Bonaparte’s mind-blowing return also raised questions of sovereignty – otherwise known as the authority to govern. Other European leaders were particularly worried when the French people welcomed him home. He had no royal blood or real legitimacy for his origins at a time when monarchs were believed to derive their power from God.
“Cartoonists in Britain also love his comeback, as he pokes fun at former monarchs,” Astbury said. “Secretly, many people are delighted that he is back to smash the boring old status quo. Then, when he is finally defeated at Waterloo, a few months after his escape, crowds gathered to see displays of his possessions. and were fascinated by what he represented. He is quickly becoming a cult figure.”
Today, the modern N85 road (official name Route Napoléon) does not exactly follow the path taken by Bonaparte in 1815. At the time the Emperor made his journey, there was not a single paved road to follow, but rather a succession of tracks and trails, as well as a few cross-country hikes in some parts.

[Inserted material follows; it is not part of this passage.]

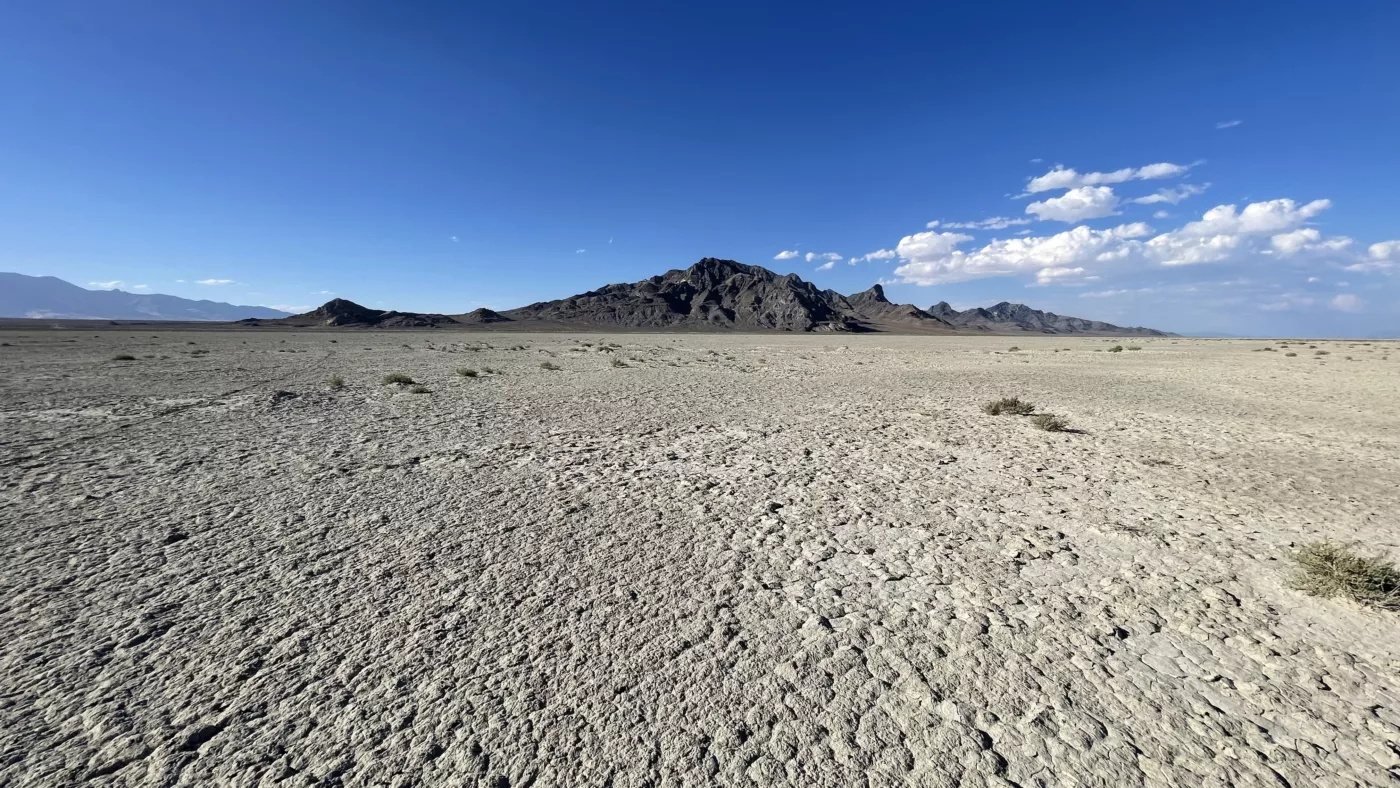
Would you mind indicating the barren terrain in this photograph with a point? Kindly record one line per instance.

To get closer to what Bonaparte himself experienced, it is best to go on foot. There are literally thousands of trails and hikes to follow that take walkers through picturesque villages, former farmlands, impressive geological formations and UNESCO-protected nature parks and forests. The general climate is also very mild, which makes hiking very pleasant almost all year round.
“The South-East of France is a wonderfully diverse and interesting part of the world to explore on foot,” says Andrea Bacher, a mountain guide specializing in the Verdon Gorge and the Castellane region. “I have worked here for over 30 years and I still discover something new each time I go. The natural landscape is particularly rich, and as much of this land is difficult to access, many things haven’t really changed in thousands of years.”